To fund the necessary works - and managing land on this scale is hugely complex and costly, given advances in understanding of its specific eco-system - Schefler’s team has re-launched Tulchan as a private members' club, and a seriously exclusive one. For £95,000 a year - plus VAT - members get two shooting days for eight guns at the lodge during the season for them to take a pop at a few birds - a few being an eye-watering maximum of 300 pheasant or partridge per day - with Tulchan’s expert assistance and guidance if desired. Of course, members also get preferential access to grouse shooting and salmon fishing too at other times. If that sounds steep, for those two days they get accommodation for 28 of their friends and family - that’s the entire lodge - airport transfers, tended to by a professional household staff and seriously well fed by the resident chef and his team. The lodge, which has undergone extensive but sympathetic renovation and refurbishment by Nicholas Haslam Ltd (this is a listed building filled with grandiose fireplaces and wood-panelled walls, so don’t expect anything too minimalistic or edgy) also becomes a home from home for the rest of the year, albeit one complete with spa, gym, bar, cinema room, wine room and, naturally, a gun room. Tulchan will have a maximum of just 25 members too, with slots still available. The income they bring in will then be used to help manage the surrounding land, such as closing in countless miles of drainage ditches cut during the 1970s, back when it was thought to be a good way to look after the fens. “We have to tend to the land in a way that’s holistic, good for all the wildlife and not just for the grouse, which might have been the thinking in the past,” explains Irwin. “The membership allows the modern management of the estate to become viable, rather than it otherwise effectively standing still. It means it will still be here in another 100 years. The land was in need of a lot of TLC, which it’s now getting. We’re heading in the right direction again. Estates like this have to be more commercial, more savvy, not just a rich man’s hobby.”
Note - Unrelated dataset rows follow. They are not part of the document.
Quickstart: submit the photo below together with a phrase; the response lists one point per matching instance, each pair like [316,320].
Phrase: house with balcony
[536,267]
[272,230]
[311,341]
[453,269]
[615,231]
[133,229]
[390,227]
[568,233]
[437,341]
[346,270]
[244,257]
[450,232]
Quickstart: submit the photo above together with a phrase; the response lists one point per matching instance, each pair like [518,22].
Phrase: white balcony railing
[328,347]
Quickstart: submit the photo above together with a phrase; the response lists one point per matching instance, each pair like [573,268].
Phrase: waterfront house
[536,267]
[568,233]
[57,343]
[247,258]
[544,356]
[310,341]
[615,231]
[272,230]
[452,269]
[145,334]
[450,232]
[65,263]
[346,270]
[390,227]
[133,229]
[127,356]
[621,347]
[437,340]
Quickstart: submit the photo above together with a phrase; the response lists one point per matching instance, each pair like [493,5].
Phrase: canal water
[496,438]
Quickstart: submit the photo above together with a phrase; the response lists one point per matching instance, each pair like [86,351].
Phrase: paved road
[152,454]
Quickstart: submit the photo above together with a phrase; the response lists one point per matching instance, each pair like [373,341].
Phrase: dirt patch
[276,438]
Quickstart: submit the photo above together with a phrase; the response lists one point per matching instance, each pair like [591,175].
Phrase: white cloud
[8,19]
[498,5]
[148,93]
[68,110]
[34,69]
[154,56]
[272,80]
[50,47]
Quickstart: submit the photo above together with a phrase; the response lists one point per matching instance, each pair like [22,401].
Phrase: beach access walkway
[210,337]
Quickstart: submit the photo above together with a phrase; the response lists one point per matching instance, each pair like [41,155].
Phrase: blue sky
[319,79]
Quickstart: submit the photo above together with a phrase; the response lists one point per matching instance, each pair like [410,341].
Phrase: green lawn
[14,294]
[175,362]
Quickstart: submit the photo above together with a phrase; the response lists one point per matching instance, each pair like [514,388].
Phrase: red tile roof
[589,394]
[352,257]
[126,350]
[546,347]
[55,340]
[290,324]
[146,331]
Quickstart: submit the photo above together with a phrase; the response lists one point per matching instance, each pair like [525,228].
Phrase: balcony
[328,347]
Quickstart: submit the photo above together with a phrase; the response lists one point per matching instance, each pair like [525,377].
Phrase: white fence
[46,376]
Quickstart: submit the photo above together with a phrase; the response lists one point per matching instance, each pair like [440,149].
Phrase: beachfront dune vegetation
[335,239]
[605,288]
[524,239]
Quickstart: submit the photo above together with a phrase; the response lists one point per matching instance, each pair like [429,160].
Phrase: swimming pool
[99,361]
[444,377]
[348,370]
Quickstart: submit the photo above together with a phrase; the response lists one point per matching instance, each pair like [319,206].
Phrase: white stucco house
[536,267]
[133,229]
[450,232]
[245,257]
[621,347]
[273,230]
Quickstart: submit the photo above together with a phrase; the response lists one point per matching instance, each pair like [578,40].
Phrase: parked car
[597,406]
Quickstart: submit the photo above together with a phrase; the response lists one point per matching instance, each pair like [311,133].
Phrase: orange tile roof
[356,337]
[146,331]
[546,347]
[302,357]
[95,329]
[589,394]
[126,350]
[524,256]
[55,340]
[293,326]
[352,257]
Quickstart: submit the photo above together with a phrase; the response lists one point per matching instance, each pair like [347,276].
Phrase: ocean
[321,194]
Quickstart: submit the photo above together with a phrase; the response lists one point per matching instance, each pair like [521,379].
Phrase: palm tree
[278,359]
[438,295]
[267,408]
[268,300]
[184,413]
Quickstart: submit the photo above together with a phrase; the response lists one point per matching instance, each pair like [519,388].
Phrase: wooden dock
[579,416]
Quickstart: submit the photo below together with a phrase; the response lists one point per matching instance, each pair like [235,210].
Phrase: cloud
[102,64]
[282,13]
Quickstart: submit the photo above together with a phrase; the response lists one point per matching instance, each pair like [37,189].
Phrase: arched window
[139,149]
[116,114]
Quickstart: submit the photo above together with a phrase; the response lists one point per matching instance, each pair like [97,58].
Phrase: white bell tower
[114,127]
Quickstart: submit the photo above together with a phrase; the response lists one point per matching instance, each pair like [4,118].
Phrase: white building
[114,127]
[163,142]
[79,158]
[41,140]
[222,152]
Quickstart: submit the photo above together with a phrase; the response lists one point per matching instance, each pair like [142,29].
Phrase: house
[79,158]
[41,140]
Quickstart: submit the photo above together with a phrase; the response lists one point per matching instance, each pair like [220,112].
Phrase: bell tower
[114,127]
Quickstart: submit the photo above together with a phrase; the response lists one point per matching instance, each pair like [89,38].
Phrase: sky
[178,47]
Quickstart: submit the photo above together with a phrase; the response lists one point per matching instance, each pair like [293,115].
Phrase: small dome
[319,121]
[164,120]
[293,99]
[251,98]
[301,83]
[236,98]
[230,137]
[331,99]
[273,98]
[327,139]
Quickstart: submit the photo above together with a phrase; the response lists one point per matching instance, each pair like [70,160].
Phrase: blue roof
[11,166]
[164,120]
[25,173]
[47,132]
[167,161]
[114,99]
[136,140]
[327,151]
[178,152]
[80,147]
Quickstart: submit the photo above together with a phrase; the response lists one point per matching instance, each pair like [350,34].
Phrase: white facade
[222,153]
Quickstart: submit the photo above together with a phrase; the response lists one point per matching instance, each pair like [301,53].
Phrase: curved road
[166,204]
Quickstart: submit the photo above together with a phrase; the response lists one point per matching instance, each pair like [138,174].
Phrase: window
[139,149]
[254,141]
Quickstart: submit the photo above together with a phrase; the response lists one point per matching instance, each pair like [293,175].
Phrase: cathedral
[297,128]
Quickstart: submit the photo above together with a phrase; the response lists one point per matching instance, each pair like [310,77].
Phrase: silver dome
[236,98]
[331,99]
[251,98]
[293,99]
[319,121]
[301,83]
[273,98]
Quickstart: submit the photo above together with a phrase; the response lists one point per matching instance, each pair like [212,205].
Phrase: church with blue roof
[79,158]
The next door estate, for example, has launched the Northeast 250, a road trip through the land taking in the cultural and outward-bound pursuits of Speyside, the Moray Firth coast, Royal Deeside, the Cairngorms and the like. Likewise, Tulchan is re-building ties with its local community, not simply by becoming a more dynamic part of the local economy again, but by opening its restaurant to the public on certain days, with plans to open a deli and tearoom too. Indeed, Tulchan is aiming towards self-sufficiency in much of its food - Aberdeen Angus, Wagyu Beef cattle, lamb, chickens, honey, herbs, vegetables - and over the coming couple of years will launch its own distillery. Refreshingly, this won’t be for whisky, nor for vodka (the new owner has plenty), but for gin. “Tulchan has to be a place where you can come and enjoy the wilds of the place, of course, but also with the reassurance that you’re never far from a good martini,” notes Irwin. “During the season the Scottish estates get very busy - it’s a very competitive market. So we’re thinking as much in terms of what appeals about coming here the rest of the year. It’s why we’re not opening the lodge to a huge membership - so we can get to know our members, cater to their specific needs and make sure it feels like a place they want to come to get away from it all. It’s basically re-envisaging the estate as a high-end brand.” It’s a brand too that’s not only available to those with deep pockets and an itchy trigger finger. Being an estate of some impressive proportions, Tulchan also has six cottages, as well as Knocktulchan, its smaller sister lodge, for non-members to rent out, with all catering requirements likewise tended to. “Most of the people who come to the estate tend to be pretty good shots already though,” notes Irwin - so you might want to get your eye in first.